While their intentions may be to make the Alexa digital assistant better, Thompson said "you should feel weird about it."
"It is really, really weird," he said. "And they say there is no identifiable information, right? They don't tie it to your name. But what if we're talking, and I say, 'Hey, Alexa, give this to [CBS News'] Major Garrett. Major Garrett's being difficult on set.' That's pretty identifiable and the person's going to listen to it and know what's going on."
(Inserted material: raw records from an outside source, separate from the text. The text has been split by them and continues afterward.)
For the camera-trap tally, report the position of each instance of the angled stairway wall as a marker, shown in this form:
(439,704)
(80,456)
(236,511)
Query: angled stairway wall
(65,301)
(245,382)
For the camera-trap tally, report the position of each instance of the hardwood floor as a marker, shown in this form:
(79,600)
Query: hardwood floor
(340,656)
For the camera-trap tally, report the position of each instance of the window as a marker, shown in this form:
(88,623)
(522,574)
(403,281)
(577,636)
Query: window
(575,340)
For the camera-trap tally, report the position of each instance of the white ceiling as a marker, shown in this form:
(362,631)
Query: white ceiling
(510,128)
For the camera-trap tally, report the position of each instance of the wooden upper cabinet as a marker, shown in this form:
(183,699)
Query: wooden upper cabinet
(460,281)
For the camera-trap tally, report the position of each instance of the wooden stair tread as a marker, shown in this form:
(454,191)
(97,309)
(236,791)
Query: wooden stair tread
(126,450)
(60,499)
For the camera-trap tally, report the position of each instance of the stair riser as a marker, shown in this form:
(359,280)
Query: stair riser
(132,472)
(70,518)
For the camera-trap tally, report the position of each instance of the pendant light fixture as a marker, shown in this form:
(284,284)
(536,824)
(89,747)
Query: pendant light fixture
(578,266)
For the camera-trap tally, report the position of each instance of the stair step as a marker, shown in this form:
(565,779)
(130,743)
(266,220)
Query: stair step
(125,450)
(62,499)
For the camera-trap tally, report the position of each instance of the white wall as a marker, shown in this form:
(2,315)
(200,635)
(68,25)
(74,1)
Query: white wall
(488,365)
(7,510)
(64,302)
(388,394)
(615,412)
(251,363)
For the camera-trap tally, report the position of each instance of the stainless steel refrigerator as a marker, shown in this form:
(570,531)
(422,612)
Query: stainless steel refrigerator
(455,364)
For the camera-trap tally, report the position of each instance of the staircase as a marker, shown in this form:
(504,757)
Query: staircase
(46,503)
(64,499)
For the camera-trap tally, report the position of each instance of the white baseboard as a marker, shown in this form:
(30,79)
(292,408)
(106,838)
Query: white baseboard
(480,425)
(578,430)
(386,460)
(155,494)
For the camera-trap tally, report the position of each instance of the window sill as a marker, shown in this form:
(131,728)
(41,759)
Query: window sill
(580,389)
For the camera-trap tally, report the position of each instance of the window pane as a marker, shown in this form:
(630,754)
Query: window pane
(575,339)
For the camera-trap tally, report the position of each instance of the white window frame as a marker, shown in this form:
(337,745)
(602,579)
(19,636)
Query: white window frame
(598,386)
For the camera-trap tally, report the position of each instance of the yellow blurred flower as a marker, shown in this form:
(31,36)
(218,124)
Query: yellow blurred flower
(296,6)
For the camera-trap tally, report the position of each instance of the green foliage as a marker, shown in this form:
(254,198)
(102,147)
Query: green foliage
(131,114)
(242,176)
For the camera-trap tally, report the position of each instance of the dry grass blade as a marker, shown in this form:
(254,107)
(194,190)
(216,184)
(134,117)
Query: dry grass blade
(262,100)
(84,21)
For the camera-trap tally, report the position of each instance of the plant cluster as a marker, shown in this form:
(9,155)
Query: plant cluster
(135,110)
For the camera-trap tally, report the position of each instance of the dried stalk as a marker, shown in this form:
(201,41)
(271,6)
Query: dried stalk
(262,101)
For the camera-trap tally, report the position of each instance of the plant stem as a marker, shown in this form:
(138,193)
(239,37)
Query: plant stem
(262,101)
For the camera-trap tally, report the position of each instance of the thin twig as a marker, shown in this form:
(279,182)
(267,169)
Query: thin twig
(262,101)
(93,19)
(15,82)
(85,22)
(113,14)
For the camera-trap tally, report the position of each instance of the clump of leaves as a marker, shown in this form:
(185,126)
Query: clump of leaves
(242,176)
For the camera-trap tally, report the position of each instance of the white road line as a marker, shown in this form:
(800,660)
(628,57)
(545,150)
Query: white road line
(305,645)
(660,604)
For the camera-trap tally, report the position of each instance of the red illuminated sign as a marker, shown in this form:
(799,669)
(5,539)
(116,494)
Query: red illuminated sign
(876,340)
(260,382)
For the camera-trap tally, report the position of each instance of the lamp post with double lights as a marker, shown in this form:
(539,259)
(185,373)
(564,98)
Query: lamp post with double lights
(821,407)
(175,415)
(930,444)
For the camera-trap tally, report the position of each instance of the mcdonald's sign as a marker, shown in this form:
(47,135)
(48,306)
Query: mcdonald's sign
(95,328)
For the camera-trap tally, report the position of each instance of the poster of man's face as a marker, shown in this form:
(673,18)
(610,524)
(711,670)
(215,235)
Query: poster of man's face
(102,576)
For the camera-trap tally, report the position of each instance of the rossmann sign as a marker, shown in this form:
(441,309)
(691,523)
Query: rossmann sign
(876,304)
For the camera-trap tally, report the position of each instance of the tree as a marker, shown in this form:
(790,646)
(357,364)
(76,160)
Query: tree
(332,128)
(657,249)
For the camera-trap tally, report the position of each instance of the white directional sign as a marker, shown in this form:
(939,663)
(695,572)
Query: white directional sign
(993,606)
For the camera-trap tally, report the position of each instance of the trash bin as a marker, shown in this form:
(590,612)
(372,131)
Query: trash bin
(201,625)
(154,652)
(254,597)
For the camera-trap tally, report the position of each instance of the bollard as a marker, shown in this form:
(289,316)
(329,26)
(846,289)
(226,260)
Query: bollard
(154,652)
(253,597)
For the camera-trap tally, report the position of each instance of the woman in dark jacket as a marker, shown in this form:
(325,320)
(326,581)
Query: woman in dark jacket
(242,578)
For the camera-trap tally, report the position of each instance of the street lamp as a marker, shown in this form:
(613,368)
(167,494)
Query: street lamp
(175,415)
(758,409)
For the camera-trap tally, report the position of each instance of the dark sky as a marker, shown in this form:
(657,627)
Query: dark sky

Amazon released a statement that said, in part: "We only annotate an extremely small number of interactions from a random set of customers in order to improve the customer experience. … We have strict technical and operational safeguards, and have a zero tolerance policy for the abuse of our system. Employees do not have direct access to information that can identify the person or account as part of this workflow."
Two workers told Bloomberg they heard cases of possible sexual assaults in the recordings, which raises "an interesting conflict," Thompson said.
"So maybe Amazon should have identifiable information in extreme circumstances if there is a warrant, so you can tie it back. But if you do that, then everybody should be much more weirded out about their privacy. A very complicated tradeoff there," he said.
Thompson said people need to be more aware of the implications of owning these devices.
"If you choose to have one of these devices in your house, you are putting a recording device in your house," he said, adding, "It will give you great benefits: timers, weather, answering questions. But regardless of whether a human is listening to it, we all know that machines are looking at it. We all know that the data is being fed back into the huge system of Amazon. You need to be aware of what the trade-offs are."
How to opt out of this feature
There are ways to try to protect your privacy while using digital assistants like Alexa, but "Amazon does not make this easy," Thompson said.
You can go into the Alexa app on your cellphone and click on Settings. Then go to Alexa Account, and Alexa Privacy. You can either delete your data in the "Manage Smart Home Devices History," or opt out of having voice recordings and messages used to develop the platform in "Manage How Your Data Improves Alexa."